Karena tidak bisa memasuki Makkah, Nabi tetap menyuruh para sahabat untuk memotong hewan kurban dan mencukur rambutnya. Menurut banyak riwayat yang dikutip para pengkaji Ilmu Tasawuf, rambut-rambut yang dipotong itu berterbangan tertiup angin menuju kota Makkah. Potongan rambut itulah yang kemudian melakukan thawaf di Ka'bah. Berkaca dari peristiwa ini, menurut pengkaji Tasawuf seperti itulah mestinya ibadah itu dilakukan. Mesti dengan niat suci dan kesungguhan. Kehadiran fisik di tempat Ibadah tidak menjadi jaminan kualitas ibadah seseorang dan penerimaan Tuhan.
Namun yang agak jarang dibicarakan dari peristiwa Hudaibiyyah ini adalah tentang sikap Nabi Muhammad dan masyarakat Arab ketika itu, termasuk diantaranya para penyembah berhala, terhadap rumah Ibadah.
Pada peristiwa ini, Nabi terlihat jelas berusaha keras menghindari peperangan di tempat Ibadah. Sementara pada sisi lain, masyarakat Arab umumnya dan Quraisy Makkah khususnya, juga sangat menjaga dan menghormati Ka'bah sebagai tempat ibadah. Mereka menjaga konvensi bahwa Ka'bah tidak boleh ada peperangan. Meski orang menyebut mereka sebagai kaum jahiliah dan kaum pagan, penyembah berhala.
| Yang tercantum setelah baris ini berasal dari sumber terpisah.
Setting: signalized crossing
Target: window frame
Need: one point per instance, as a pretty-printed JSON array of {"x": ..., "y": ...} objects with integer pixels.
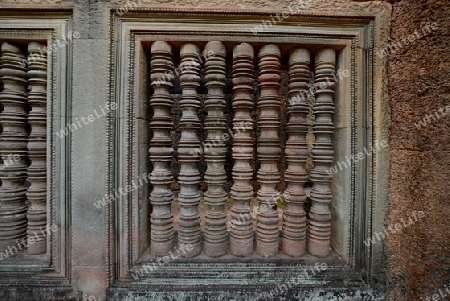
[{"x": 361, "y": 98}]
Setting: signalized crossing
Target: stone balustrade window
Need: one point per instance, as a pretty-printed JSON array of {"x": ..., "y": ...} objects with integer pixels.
[
  {"x": 235, "y": 119},
  {"x": 232, "y": 150},
  {"x": 23, "y": 149}
]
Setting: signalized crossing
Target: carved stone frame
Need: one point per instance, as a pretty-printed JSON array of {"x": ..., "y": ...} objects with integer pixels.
[
  {"x": 360, "y": 191},
  {"x": 53, "y": 268}
]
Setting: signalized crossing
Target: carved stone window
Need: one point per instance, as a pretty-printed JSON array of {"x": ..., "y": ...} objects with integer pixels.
[
  {"x": 237, "y": 133},
  {"x": 34, "y": 65},
  {"x": 262, "y": 113}
]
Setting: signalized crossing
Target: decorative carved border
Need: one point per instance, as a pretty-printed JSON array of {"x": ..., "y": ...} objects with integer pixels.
[
  {"x": 53, "y": 268},
  {"x": 359, "y": 38}
]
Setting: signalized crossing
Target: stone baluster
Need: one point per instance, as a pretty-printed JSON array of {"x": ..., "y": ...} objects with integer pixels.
[
  {"x": 13, "y": 148},
  {"x": 294, "y": 216},
  {"x": 319, "y": 230},
  {"x": 269, "y": 151},
  {"x": 241, "y": 225},
  {"x": 215, "y": 150},
  {"x": 37, "y": 150},
  {"x": 188, "y": 155},
  {"x": 161, "y": 151}
]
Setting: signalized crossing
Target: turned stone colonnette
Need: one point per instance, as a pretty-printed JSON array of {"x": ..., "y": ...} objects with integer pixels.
[
  {"x": 294, "y": 234},
  {"x": 216, "y": 237},
  {"x": 189, "y": 231},
  {"x": 161, "y": 151},
  {"x": 268, "y": 151},
  {"x": 294, "y": 216},
  {"x": 13, "y": 146},
  {"x": 319, "y": 231},
  {"x": 37, "y": 150},
  {"x": 241, "y": 226}
]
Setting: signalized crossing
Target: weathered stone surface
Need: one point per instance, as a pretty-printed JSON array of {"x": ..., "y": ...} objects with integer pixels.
[{"x": 417, "y": 259}]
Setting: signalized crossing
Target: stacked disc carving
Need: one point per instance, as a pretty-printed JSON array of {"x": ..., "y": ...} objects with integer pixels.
[
  {"x": 161, "y": 151},
  {"x": 241, "y": 225},
  {"x": 215, "y": 176},
  {"x": 13, "y": 146},
  {"x": 319, "y": 230},
  {"x": 189, "y": 176},
  {"x": 294, "y": 216},
  {"x": 37, "y": 150},
  {"x": 269, "y": 151}
]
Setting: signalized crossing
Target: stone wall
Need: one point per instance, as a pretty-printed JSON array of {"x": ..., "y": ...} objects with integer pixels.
[{"x": 418, "y": 257}]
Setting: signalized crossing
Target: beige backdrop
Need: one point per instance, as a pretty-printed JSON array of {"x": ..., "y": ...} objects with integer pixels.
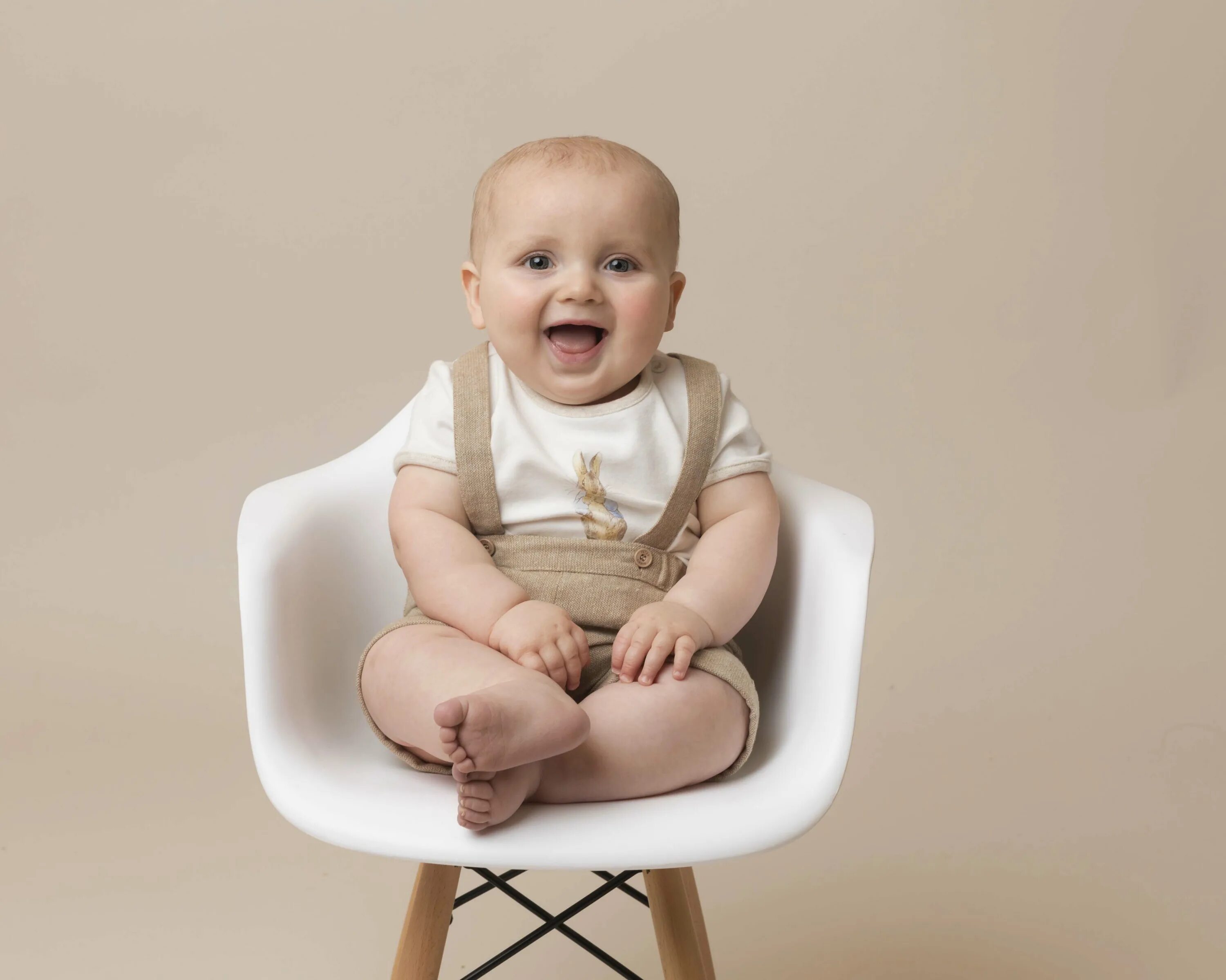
[{"x": 962, "y": 260}]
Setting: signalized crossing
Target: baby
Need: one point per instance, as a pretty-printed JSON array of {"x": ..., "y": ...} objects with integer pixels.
[{"x": 573, "y": 510}]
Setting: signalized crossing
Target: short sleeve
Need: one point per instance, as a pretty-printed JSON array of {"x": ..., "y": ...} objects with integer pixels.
[
  {"x": 740, "y": 449},
  {"x": 431, "y": 442}
]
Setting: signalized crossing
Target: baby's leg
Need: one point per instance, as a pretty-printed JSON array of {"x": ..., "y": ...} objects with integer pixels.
[
  {"x": 648, "y": 740},
  {"x": 643, "y": 741},
  {"x": 453, "y": 700}
]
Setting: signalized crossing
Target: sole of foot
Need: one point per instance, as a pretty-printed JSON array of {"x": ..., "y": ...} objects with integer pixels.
[{"x": 508, "y": 724}]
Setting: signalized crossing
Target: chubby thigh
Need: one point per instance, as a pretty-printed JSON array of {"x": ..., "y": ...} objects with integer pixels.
[
  {"x": 407, "y": 670},
  {"x": 411, "y": 668}
]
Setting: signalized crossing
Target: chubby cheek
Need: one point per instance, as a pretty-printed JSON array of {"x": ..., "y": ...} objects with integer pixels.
[
  {"x": 647, "y": 307},
  {"x": 514, "y": 306}
]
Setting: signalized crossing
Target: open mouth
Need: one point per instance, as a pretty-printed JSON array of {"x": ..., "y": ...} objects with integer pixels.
[{"x": 575, "y": 342}]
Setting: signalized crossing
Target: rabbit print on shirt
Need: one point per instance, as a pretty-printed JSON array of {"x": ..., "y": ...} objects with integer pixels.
[{"x": 601, "y": 517}]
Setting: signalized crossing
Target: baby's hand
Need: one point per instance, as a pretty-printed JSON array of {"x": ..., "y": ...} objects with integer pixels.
[
  {"x": 655, "y": 631},
  {"x": 541, "y": 636}
]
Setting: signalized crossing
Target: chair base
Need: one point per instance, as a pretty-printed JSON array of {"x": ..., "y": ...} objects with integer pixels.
[{"x": 672, "y": 897}]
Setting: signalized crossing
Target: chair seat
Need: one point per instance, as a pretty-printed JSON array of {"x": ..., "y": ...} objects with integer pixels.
[{"x": 317, "y": 580}]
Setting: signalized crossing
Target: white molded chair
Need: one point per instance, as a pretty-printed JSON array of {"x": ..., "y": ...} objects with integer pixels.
[{"x": 318, "y": 580}]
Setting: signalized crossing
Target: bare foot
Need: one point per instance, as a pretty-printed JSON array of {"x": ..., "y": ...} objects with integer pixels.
[
  {"x": 487, "y": 798},
  {"x": 508, "y": 724}
]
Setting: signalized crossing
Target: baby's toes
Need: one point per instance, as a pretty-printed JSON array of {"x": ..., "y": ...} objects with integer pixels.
[
  {"x": 477, "y": 789},
  {"x": 476, "y": 808},
  {"x": 469, "y": 817}
]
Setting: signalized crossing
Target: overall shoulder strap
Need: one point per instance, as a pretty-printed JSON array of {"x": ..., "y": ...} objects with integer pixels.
[
  {"x": 704, "y": 397},
  {"x": 475, "y": 460}
]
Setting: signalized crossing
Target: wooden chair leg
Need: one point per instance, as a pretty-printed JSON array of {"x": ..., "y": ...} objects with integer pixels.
[
  {"x": 420, "y": 953},
  {"x": 681, "y": 933}
]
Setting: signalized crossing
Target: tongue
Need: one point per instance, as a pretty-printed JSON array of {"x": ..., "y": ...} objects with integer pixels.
[{"x": 574, "y": 340}]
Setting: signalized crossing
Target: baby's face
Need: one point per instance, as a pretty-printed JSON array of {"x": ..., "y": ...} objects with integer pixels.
[{"x": 575, "y": 284}]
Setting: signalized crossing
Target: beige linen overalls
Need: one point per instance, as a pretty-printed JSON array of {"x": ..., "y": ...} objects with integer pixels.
[{"x": 600, "y": 583}]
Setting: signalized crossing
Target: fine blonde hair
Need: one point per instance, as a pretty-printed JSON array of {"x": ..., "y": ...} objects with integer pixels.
[{"x": 590, "y": 152}]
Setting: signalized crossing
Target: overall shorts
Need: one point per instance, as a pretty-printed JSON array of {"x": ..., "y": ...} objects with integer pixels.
[{"x": 600, "y": 583}]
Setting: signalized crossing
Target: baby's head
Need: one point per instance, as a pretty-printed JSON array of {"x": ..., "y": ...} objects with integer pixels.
[{"x": 583, "y": 232}]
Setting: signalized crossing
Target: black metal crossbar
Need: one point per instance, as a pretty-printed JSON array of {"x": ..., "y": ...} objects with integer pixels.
[
  {"x": 481, "y": 890},
  {"x": 550, "y": 922},
  {"x": 628, "y": 888}
]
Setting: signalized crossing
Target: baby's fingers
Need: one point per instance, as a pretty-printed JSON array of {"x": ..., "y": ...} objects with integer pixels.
[
  {"x": 556, "y": 662},
  {"x": 661, "y": 647},
  {"x": 635, "y": 652},
  {"x": 682, "y": 654},
  {"x": 585, "y": 656},
  {"x": 570, "y": 653},
  {"x": 621, "y": 642}
]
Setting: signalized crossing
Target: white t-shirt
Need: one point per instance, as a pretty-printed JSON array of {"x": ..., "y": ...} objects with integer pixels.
[{"x": 640, "y": 439}]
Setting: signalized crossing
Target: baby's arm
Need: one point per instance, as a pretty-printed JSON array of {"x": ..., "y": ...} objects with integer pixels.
[
  {"x": 724, "y": 585},
  {"x": 455, "y": 581},
  {"x": 449, "y": 574}
]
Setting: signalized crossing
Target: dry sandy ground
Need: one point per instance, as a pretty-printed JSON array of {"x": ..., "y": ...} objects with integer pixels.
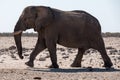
[{"x": 12, "y": 68}]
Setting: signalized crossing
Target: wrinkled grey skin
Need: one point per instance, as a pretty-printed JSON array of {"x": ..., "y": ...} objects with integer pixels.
[{"x": 75, "y": 29}]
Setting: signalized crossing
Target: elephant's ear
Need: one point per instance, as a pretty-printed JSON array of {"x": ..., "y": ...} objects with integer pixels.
[{"x": 45, "y": 17}]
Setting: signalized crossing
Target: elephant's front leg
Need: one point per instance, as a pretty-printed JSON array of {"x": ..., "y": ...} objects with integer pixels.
[
  {"x": 40, "y": 45},
  {"x": 51, "y": 45},
  {"x": 78, "y": 59}
]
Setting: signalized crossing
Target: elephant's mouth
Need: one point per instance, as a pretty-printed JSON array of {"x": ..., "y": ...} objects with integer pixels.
[{"x": 17, "y": 32}]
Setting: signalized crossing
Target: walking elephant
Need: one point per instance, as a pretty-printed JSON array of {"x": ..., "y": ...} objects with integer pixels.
[{"x": 75, "y": 29}]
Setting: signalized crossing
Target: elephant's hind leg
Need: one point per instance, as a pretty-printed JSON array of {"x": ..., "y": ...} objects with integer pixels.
[
  {"x": 78, "y": 59},
  {"x": 40, "y": 45},
  {"x": 101, "y": 48}
]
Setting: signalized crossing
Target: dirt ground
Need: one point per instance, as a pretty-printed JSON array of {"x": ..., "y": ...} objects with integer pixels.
[{"x": 13, "y": 68}]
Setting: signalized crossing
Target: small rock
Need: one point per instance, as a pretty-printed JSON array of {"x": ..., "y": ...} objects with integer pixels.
[
  {"x": 65, "y": 56},
  {"x": 12, "y": 48},
  {"x": 42, "y": 59},
  {"x": 61, "y": 49},
  {"x": 37, "y": 78},
  {"x": 90, "y": 68},
  {"x": 26, "y": 54}
]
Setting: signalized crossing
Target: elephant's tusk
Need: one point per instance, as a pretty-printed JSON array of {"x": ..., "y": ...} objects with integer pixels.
[{"x": 17, "y": 32}]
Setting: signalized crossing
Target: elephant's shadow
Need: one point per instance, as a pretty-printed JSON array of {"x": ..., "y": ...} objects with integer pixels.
[{"x": 75, "y": 70}]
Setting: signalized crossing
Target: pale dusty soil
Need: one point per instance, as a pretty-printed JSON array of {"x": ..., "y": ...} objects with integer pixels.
[{"x": 12, "y": 68}]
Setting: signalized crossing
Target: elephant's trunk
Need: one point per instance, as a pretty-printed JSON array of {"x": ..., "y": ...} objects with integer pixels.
[{"x": 17, "y": 36}]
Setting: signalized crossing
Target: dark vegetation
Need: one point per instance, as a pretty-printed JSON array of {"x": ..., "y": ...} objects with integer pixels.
[{"x": 107, "y": 34}]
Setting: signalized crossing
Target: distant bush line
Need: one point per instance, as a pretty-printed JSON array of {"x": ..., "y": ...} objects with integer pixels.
[{"x": 107, "y": 34}]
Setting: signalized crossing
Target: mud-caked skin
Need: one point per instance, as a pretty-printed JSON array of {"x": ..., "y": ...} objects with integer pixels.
[{"x": 75, "y": 29}]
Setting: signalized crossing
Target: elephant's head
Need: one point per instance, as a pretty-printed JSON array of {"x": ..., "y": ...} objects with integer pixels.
[{"x": 32, "y": 17}]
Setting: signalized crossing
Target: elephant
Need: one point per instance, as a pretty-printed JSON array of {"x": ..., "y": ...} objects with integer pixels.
[{"x": 74, "y": 29}]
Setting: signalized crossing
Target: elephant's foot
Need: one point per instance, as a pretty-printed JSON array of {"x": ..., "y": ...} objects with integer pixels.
[
  {"x": 54, "y": 66},
  {"x": 30, "y": 64},
  {"x": 108, "y": 65},
  {"x": 75, "y": 65}
]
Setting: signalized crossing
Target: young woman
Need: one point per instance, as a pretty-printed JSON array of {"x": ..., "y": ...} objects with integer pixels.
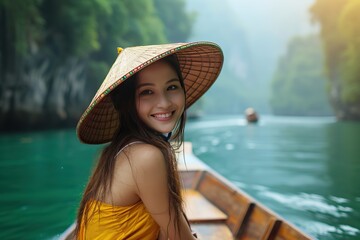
[{"x": 134, "y": 191}]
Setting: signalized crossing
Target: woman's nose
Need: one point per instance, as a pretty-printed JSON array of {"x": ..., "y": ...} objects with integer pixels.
[{"x": 164, "y": 101}]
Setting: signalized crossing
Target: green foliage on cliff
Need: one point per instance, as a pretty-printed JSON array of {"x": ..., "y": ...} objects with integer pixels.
[
  {"x": 298, "y": 86},
  {"x": 54, "y": 53},
  {"x": 340, "y": 23}
]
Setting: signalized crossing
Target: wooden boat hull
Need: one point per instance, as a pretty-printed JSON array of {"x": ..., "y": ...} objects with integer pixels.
[
  {"x": 244, "y": 217},
  {"x": 219, "y": 210}
]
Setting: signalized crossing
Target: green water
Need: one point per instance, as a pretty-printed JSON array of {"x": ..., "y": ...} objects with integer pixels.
[{"x": 304, "y": 169}]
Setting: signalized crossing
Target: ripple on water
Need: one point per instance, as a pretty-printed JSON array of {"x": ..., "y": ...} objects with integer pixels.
[{"x": 309, "y": 202}]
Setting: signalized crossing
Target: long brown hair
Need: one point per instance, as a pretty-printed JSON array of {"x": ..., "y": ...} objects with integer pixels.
[{"x": 133, "y": 129}]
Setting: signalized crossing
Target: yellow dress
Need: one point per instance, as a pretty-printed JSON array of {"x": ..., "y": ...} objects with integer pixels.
[{"x": 118, "y": 222}]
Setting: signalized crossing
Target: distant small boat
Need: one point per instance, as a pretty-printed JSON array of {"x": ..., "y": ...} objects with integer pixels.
[{"x": 251, "y": 115}]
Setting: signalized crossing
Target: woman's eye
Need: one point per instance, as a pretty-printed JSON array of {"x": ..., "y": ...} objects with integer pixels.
[
  {"x": 146, "y": 92},
  {"x": 173, "y": 87}
]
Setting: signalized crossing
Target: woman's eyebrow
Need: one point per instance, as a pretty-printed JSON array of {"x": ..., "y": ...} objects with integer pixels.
[{"x": 152, "y": 84}]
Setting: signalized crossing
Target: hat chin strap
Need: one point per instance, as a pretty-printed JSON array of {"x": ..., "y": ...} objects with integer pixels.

Mungkin hal yang jangan dilupakan bahwa dalam sejarah Islam pun dikenal istilah Masjid Dhirar. Sebuah tempat ibadah yang dibangun atas dasar kemunafikan sebagai alat tipu daya dalam memenuhi hasrat politis. Berhadapan dengan Masjid seperti ini, dalam sejarahnya Nabi Muhammad tanpa keraguan sedikitpun menghancurkannya.Â
Karena ini adalah tempat Ibadah yang didirikan bukan untuk memenuhi kebutuhan dasar manusia untuk beribadah, namun hanya alat manipuasi. Hanya saja berkenaan dengan hal ini, tentunya kita membutuhkan ruang yang lebih luas dan lebih khusus untuk membicarakannya.